Con una lunga esperienza nel settore economico, ha lavorato a Libero Mercato e Libero. Ora è alla Verità e scrive per Panorama e Verità & Affari

“Lo choc energetico è praticamente rientrato e anche il rincaro dei prezzi dei trasporti non è più ai livelli emergenziali di qualche mese fa. Nel 2023 ci aspettiamo un’economia in crescita e del resto quasi tutte le nostre partecipate corrono in Borsa da due mesi a questa parte. Certo resta l’incognita della guerra in Ucraina e bisognerà abituarsi a una dinamica dei tassi che sarà lontana dallo zero degli scorsi anni, ma vi viene da dire che l’anomalia l’abbiamo vissuta in passato. Ci aspettiamo inoltre che il fenomeno del reshoring (il rientro di molte produzioni che erano andate via dall’Italia) possa dare una spinta importante alla risalita del  Pil”. 

A parlare è Vincenzo Polidoro, l’amministratore delegato di First Capital. First Capital, quotata sull’ex Aim dal 2010, è una holding di partecipazioni finanziarie che per mestiere studia il mercato delle Pmi italiane (con un fatturato fino a 150 milioni di euro) in base a un approccio di tipo attivo. L’obiettivo è individuare società leader nelle varie nicchie di mercato che abbiano un management “capace” e piani di sviluppo sostenibili. E aiutarle. Semplificando: una sorta di private equity che non ha però la necessità di riportare a casa utili e risultati a stretto giro e quindi può agire nell’ottica del lungo periodo. Tra le sue partecipate ci sono Generalfinance, il gruppo Orsero, Intred, Cy4Gate, Labomar, Ala e Net Insurance. 

Le piccole e medie imprese italiane restano a forte impronta familiare, ma il grado di managerialità anche esterno sta aumentando. Una prova di maturità?

“Guardi, di sicuro c’è una maggiore apertura ai manager che arrivano dall’esterno, ma poi dipende dai singoli casi. Esistono ancora realtà nelle quali le famiglie sono sedute comodamente ai piani di comando senza avere nessuna visione rispetto a quello che potrà succedere nelle naturali fasi di passaggi generazionale. Ovviamente sono realtà che non ci interessano. In generale posso dirle però che le imprese italiane sono meno bancocentriche del passato e più consapevoli che il nuovo capitale può arrivare per esempio attraverso i bond o i mini-bond o la quotazione”.

Servirebbero incentivi per farle crescere? 

“Anche di recente abbiamo avuto incontri con i rappresentanti del mondo della politica e posso dirle che questo governo ha una particolare sensibilità verso le esigenze delle piccole e medie imprese. C’è la consapevolezza che aumentando la loro capitalizzazione si può mettere in moto un processo virtuoso che aumenta produttività e giro d’affari e crea quindi nuovi posti di lavoro”.

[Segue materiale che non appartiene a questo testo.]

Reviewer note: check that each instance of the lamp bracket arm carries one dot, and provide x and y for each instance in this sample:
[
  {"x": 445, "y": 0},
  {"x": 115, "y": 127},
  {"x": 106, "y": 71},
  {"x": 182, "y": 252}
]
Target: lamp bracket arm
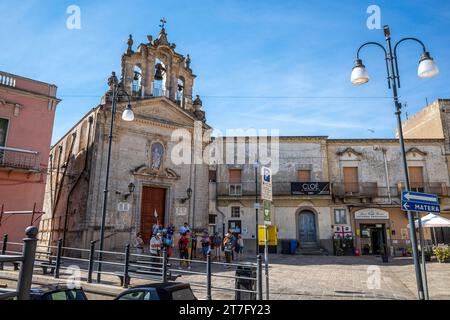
[
  {"x": 395, "y": 54},
  {"x": 386, "y": 58},
  {"x": 372, "y": 43},
  {"x": 409, "y": 39}
]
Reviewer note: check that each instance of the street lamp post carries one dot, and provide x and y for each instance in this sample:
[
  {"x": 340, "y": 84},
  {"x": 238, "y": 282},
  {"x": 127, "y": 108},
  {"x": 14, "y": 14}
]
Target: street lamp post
[
  {"x": 427, "y": 69},
  {"x": 256, "y": 164},
  {"x": 127, "y": 115}
]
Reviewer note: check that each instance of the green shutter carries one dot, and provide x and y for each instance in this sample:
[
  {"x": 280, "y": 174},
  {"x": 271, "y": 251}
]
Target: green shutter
[{"x": 3, "y": 129}]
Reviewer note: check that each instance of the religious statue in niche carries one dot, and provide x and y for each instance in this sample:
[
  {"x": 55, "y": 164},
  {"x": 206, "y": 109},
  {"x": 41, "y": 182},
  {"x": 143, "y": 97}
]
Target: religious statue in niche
[{"x": 157, "y": 156}]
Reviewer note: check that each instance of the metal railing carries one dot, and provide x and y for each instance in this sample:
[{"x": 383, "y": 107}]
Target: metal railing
[
  {"x": 19, "y": 158},
  {"x": 126, "y": 266},
  {"x": 26, "y": 270},
  {"x": 372, "y": 190},
  {"x": 7, "y": 80}
]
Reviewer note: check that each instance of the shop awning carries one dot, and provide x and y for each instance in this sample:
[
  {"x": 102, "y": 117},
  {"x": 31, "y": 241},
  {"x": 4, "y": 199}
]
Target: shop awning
[{"x": 433, "y": 221}]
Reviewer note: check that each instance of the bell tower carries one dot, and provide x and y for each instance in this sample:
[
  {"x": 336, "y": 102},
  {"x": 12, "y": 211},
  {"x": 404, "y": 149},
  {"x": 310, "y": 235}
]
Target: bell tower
[{"x": 155, "y": 69}]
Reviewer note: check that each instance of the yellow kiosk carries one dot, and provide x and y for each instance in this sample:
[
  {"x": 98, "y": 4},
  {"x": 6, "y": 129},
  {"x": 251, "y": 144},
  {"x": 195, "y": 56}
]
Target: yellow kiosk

Insomma il costo di eventuali incentivi fiscali si ripagherebbe da solo…

“Proprio così”.  

Su quali leve si potrebbe agire?

“Una delle ipotesi è quella di incentivare i gradi investitori istituzionali. Dalle assicurazioni ai fondi pensione, parliamo di patrimoni di miliardi di euro che potrebbero confluire nell’economia reale. Ma  non solo. Perché esiste anche una moral suasion normativa per rendere più semplice il meccanismo della quotazione o la possibilità di investire sia nelle società quotate che in quelle che hanno intenzione di farlo”.

Ci sono dei settori che valutate con maggior attenzione?

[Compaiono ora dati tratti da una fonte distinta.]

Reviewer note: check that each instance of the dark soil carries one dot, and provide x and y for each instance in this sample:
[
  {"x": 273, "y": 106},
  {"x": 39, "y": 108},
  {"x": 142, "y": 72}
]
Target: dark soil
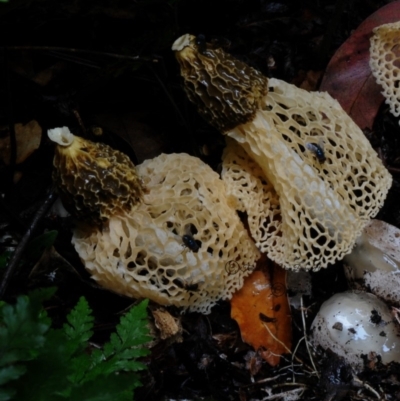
[{"x": 125, "y": 82}]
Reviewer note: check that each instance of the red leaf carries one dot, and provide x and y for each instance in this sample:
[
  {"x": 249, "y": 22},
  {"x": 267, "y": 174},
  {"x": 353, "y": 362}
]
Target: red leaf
[
  {"x": 262, "y": 311},
  {"x": 348, "y": 77}
]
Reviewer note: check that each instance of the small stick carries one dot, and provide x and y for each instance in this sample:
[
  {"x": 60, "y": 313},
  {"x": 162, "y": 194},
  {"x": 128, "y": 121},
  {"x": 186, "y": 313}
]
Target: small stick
[
  {"x": 71, "y": 50},
  {"x": 24, "y": 241},
  {"x": 305, "y": 336}
]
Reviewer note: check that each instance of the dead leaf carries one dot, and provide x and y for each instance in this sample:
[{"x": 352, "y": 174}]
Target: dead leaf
[
  {"x": 167, "y": 324},
  {"x": 348, "y": 77},
  {"x": 27, "y": 138},
  {"x": 262, "y": 312}
]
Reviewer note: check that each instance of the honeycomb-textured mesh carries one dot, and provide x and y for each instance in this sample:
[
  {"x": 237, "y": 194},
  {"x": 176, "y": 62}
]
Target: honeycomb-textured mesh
[
  {"x": 143, "y": 254},
  {"x": 385, "y": 62},
  {"x": 94, "y": 180},
  {"x": 324, "y": 201},
  {"x": 247, "y": 183}
]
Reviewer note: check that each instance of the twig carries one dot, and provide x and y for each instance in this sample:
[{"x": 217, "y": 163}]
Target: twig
[
  {"x": 177, "y": 109},
  {"x": 305, "y": 336},
  {"x": 24, "y": 241},
  {"x": 71, "y": 50},
  {"x": 294, "y": 392}
]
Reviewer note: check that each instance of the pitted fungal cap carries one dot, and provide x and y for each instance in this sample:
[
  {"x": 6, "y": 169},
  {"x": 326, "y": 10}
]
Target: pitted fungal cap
[
  {"x": 94, "y": 181},
  {"x": 142, "y": 253},
  {"x": 326, "y": 178},
  {"x": 227, "y": 92}
]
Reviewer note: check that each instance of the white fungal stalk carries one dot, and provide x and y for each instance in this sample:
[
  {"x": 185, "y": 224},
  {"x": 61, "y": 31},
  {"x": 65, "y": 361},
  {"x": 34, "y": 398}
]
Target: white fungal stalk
[{"x": 62, "y": 136}]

“Dipende dai trend di mercato: esistono tante realtà di piccola e media dimensione nelle aree più tecnologiche – sviluppo di software, cloud o cybersicurezza – che hanno bisogno di un supporto sia dal punto di vista finanziario che dell’apporto di managerialità specifica per la crescita dimensionale. Ma ovviamente valutiamo anche business e aziende più tradizionali”.

A prescindere dal settore, poi, uno dei grandi temi economici è rappresentato dal costo del denaro che potrebbe aumentare ancora.

“Il pericolo più che il rialzo del tassi – prima o poi doveva succedere – è la repentinità della “stretta” che ha messo in difficoltà le aziende più indebitate. Di sicuro non torneremo all’epoca dei tassi zero e la normalità per i prossimi anni sarà quella di pagare tra il 3 e il 5% per avere denaro in prestito. Il denaro non sarà più gratis ed è bene che il nostro tessuto imprenditoriale faccia il prima possibile i conti con questo nuovo scenario”.